Auch wenn mittlerweile die unpassierbaren Straßen gesperrt waren, hinderte das manche Fahrer nicht, ihr Glück zulasten der Anwohner zu versuchen, deren Barrieren durch die Flutwellen regelmäßig überspült wurden. Erst einige liegengebliebene Fahrzeuge überzeugten vom Fahrverbot. Auf das Leerpumpen der Keller und das Säubern folgte oft wochenlanger Einsatz von Trocknungsgeräten.
Andrea Wild aus Ebershausen wünscht sich mehr Aufmerksamkeit von der Politik
Zunächst stimmte die Ankündigung des Bürgermeisters von Krumbach in der Presse zuversichtlich, ‚es gäbe bereits Lösungsansätze für den künftigen Hochwasserschutz‘, und es sollte nicht die eine Stelle der Stadt geschützt und die andere durch die Schutzmaßnahmen gefährdet werden. Aber schon wenige Wochen danach wurde Schotter ins Flussbett der Kammel an der Brücke der GZ 7 eingebaut. Durch diese Verengung des Durchflusses stieg das Niveau der Kammel um gut 25 Zentimeter an.

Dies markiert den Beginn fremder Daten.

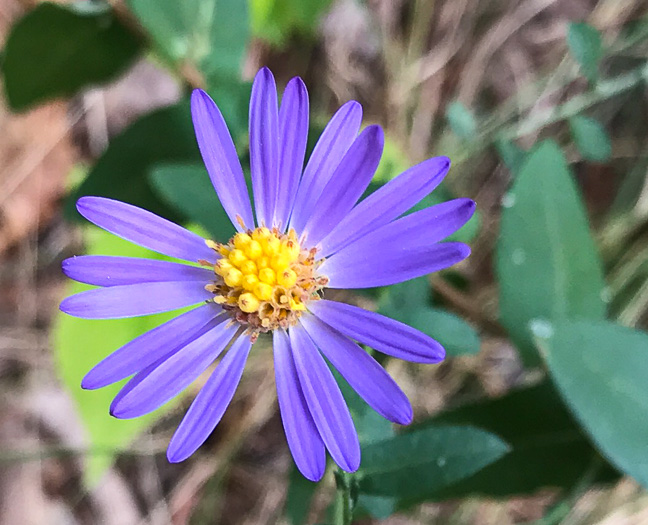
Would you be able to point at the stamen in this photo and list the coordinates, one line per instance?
(265, 278)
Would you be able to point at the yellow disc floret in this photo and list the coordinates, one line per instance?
(265, 278)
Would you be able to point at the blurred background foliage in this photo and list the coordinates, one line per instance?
(539, 414)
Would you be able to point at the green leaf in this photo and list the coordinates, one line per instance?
(584, 43)
(400, 300)
(461, 120)
(55, 50)
(590, 138)
(600, 369)
(79, 344)
(511, 154)
(299, 497)
(371, 428)
(549, 448)
(276, 20)
(164, 136)
(412, 466)
(187, 188)
(210, 35)
(546, 260)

Auf Nachfragen von Bürgern erklärte der Rathauschef, die Stadt sei darüber nicht informiert. Auf die Hinweise von Flussanliegern, die hochwasserbedingten Anlagerungen von Altholz und Kiesbänken zu entfernen, um Rückstau zu beseitigen, wurde vonseiten des Wasserwirtschaftsamtes nicht eingegangen. Nachdem es nach einem Jahr wieder ganz still hinsichtlich schützender Maßnahmen geworden ist, bleibt nur die Hoffnung, dass die Zeitrechnung des Wasserwirtschaftsamtes, das bei der weniger schweren Überschwemmung vor 22 Jahren von einem zweihundertjährigen Hochwasser gesprochen hatte, zukünftig prognostisch sicherer ist.“
Und auch Andrea Wild wünscht sich, dass die Hochwasserproblematik mehr Aufmerksamkeit erhält: „Vor allem bleibt für mich Unverständnis“, schreibt uns die Leserin aus Ebershausen. „Wenn hochrangige Politiker in die stark betroffenen Städte und Orte reisen, dort unbürokratische und schnelle finanzielle Hilfe versprechen, und dann passiert doch nichts… Diese extremen Hochwasserereignisse werden wir immer öfter und in immer kürzeren Abständen haben. Insbesondere die Gewässer der sogenannten dritten Ordnung müssen in der Politik viel mehr Beachtung erhalten. Das ganze Flusssystem muss als Gesamtes betrachtet und auch dahingehend Fördergelder zur Verfügung gestellt werden, unabhängig von der Eingruppierung. Hochwasserschutz muss auch hier staatlich gefördert werden. Denn sonst erweckt es den Anschein, dass wir für die ‚Obrigkeit‘ auch nur Menschen ‚dritter Ordnung‘ sind!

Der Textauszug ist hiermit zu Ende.